Jul 16, 2018
It is just after 2pm on the Saturday the 11th of May 1996. A McDonnell Douglas DC9 lines up on Runway 9L at Miami International Airport. The DC-9 is being operated by Valujet, a low-cost carrier in operation since only 1992. Valujet Flight 592’s destination is Atlanta, Georgia. The DC-9 carries 105 passengers and 5 crew members. In command is Captain Candalyn Kubeck (aged 35) and First Officer Richard Hazen (aged 52). Their departure from Miami has been delayed by just over an hour due to mechanical problems. The aircraft’s autopilot is not functioning and the cabin to cockpit intercom is also not operational. Nevertheless, these faults are not severe enough to ground the aircraft and the flight can continue.
First Officer Hazen smoothly applies takeoff power while Kubeck
controls the aircraft during the takeoff roll. Hazen calls out the
aircraft’s progress as it gathers speed down the runway.
- V1 – The speed at which Captain Kubeck must decide whether to continue or abort the takeoff.
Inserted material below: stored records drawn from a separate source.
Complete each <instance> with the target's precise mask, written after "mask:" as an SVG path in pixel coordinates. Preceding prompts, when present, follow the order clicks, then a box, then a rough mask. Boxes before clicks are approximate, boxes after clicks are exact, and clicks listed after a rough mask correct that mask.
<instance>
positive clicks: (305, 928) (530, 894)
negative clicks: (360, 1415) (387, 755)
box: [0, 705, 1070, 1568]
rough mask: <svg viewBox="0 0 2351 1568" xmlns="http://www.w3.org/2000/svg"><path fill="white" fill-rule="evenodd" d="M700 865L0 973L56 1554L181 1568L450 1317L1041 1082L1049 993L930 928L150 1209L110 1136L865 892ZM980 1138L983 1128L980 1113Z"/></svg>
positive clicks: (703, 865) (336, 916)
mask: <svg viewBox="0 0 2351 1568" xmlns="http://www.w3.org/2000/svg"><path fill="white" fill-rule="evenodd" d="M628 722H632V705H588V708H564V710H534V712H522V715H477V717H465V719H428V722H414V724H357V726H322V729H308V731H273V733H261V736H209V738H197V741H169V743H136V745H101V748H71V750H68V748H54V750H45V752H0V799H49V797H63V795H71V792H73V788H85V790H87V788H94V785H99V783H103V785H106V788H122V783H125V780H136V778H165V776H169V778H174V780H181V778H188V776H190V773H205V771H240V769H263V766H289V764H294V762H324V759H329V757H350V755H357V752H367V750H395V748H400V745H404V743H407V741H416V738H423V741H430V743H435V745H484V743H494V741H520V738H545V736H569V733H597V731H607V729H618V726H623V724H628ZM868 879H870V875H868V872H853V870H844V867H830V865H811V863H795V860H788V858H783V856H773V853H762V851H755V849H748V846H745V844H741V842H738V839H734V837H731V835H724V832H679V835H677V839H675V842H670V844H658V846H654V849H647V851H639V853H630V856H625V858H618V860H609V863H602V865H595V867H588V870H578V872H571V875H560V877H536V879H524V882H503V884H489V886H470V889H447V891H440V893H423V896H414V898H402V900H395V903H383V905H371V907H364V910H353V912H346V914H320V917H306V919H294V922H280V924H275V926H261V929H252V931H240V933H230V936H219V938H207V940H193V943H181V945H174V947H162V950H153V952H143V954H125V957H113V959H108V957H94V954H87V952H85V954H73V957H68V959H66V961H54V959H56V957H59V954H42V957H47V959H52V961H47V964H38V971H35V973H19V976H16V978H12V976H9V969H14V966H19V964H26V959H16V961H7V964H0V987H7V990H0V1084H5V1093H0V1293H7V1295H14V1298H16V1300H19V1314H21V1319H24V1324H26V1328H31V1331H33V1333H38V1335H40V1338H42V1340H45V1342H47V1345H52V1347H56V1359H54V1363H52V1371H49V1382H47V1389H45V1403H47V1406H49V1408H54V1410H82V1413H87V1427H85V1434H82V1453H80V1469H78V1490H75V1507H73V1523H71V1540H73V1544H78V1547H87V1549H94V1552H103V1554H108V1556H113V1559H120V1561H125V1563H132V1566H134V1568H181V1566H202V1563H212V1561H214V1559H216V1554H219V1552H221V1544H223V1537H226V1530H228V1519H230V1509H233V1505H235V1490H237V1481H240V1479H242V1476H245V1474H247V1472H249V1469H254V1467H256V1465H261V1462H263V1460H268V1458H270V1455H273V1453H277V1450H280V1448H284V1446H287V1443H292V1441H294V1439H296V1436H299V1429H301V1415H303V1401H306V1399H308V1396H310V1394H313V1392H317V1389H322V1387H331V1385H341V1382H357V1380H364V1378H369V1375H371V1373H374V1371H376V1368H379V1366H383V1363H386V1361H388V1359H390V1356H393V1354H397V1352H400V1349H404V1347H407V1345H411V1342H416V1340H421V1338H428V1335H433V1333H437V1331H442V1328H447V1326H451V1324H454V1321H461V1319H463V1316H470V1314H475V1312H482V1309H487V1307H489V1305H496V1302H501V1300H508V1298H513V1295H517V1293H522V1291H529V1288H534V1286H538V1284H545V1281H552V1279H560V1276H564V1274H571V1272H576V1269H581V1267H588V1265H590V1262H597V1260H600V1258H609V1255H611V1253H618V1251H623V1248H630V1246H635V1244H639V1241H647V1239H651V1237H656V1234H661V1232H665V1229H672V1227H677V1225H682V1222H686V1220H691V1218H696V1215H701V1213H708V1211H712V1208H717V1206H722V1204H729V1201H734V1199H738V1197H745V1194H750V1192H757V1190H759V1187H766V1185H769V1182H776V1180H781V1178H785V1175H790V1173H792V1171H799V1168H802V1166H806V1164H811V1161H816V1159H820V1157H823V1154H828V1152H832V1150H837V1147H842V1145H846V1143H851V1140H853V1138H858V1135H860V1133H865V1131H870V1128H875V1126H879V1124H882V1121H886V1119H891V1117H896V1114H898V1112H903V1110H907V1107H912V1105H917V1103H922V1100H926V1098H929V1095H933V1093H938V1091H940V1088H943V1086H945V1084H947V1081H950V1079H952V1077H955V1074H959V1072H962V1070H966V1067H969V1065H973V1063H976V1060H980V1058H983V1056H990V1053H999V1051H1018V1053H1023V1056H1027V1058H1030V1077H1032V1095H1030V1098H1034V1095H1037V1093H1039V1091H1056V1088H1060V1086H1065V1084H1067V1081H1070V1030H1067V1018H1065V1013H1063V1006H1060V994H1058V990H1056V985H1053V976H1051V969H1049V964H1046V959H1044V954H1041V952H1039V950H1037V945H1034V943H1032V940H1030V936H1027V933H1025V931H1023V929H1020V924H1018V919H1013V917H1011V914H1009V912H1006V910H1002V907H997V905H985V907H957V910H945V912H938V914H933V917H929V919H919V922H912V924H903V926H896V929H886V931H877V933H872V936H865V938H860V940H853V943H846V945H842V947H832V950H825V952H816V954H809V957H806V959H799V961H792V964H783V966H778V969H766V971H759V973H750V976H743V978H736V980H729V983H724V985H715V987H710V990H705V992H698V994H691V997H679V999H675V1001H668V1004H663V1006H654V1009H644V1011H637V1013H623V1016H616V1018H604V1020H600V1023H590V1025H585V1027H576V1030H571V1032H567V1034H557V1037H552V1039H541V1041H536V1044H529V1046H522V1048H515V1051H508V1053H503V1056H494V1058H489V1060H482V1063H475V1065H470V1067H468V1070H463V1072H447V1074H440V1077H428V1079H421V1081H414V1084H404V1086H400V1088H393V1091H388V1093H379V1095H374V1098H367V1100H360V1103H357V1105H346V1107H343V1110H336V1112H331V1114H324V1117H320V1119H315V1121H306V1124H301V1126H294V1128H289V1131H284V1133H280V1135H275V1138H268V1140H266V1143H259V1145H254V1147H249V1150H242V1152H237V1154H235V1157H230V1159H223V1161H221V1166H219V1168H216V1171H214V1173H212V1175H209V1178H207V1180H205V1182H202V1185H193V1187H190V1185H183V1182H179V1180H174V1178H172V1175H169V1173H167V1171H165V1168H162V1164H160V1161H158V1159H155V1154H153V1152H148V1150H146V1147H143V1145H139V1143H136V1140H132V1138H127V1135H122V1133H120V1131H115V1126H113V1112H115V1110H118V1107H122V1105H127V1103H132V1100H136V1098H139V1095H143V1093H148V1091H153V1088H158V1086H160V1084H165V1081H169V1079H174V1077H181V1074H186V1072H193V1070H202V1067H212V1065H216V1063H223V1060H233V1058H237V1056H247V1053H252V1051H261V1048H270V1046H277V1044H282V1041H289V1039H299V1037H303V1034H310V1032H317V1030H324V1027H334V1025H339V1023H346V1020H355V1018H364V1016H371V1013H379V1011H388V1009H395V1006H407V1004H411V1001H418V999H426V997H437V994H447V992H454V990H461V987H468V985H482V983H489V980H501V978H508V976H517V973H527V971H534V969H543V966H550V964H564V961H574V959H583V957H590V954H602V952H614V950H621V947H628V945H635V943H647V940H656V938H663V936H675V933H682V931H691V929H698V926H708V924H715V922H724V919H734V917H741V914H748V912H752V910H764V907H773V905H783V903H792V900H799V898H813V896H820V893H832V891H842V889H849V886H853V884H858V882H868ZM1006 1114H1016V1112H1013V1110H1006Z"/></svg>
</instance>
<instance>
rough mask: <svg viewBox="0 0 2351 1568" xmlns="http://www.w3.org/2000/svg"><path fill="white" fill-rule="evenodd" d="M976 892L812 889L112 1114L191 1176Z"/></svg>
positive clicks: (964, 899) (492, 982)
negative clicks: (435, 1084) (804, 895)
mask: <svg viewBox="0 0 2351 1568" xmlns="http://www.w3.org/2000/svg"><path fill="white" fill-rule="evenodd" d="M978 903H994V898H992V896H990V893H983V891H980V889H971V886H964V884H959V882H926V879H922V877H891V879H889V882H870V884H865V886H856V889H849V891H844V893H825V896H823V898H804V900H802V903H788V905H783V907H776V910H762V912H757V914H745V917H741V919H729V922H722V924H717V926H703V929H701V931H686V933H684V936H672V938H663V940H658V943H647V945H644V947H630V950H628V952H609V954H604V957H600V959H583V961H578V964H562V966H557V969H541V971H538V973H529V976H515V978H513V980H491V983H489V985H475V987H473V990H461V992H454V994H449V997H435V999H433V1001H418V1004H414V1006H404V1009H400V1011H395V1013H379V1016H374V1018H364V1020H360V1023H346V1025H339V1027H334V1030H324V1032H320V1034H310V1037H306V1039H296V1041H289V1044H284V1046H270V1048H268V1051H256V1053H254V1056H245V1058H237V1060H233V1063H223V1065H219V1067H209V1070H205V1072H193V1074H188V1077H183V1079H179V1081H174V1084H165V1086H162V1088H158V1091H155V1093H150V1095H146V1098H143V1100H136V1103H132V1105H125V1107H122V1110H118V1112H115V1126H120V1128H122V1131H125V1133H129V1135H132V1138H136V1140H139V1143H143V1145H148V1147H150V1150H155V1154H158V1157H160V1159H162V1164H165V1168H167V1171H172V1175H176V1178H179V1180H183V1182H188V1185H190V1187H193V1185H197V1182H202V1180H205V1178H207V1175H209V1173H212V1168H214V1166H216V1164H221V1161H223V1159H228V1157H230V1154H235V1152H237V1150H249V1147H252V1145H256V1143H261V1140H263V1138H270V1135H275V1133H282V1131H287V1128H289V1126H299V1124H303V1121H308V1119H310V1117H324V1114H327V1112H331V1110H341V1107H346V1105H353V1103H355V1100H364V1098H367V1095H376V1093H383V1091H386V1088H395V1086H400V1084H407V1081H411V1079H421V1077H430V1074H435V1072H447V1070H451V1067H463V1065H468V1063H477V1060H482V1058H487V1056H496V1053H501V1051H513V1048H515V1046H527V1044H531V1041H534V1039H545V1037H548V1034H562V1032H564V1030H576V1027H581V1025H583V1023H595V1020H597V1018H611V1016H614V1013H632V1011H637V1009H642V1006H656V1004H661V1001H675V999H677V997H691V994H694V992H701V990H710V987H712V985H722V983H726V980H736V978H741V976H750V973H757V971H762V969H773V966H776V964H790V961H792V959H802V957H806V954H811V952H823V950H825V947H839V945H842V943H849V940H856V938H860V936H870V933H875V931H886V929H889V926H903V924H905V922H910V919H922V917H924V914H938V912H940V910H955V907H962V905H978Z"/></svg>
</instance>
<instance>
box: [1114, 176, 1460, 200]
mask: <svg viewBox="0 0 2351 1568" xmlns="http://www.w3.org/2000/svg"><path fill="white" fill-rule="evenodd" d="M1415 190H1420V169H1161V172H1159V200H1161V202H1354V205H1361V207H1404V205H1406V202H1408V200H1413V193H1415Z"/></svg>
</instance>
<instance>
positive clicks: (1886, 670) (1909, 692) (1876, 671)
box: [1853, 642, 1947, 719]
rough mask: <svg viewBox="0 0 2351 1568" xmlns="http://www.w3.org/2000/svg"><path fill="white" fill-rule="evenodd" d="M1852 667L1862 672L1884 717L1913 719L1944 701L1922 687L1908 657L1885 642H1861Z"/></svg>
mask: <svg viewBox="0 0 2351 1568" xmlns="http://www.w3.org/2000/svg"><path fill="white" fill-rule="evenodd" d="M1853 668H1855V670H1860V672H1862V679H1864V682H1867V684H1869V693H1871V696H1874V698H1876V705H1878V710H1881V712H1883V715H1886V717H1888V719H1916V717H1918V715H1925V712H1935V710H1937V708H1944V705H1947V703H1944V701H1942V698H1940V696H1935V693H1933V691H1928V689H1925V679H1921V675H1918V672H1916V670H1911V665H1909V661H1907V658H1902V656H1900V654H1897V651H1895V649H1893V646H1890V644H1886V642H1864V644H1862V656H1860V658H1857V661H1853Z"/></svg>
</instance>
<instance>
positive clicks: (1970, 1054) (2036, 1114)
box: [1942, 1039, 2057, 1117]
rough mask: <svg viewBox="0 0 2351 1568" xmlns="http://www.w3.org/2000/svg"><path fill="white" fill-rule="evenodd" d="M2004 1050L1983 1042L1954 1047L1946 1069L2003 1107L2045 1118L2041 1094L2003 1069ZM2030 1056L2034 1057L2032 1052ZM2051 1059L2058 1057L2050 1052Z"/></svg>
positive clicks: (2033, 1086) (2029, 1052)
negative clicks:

- VR – The speed at which Kubeck begins to climb the aircraft
- V2 – The speed at which the aircraft can still takeoff should an engine fail.
The takeoff is entirely uneventful and the DC-9 begins climbing into a blue Florida sky. Nobody onboard are aware that a chain reaction of events has already begun which will leave the passengers and crew dead within 10 minutes.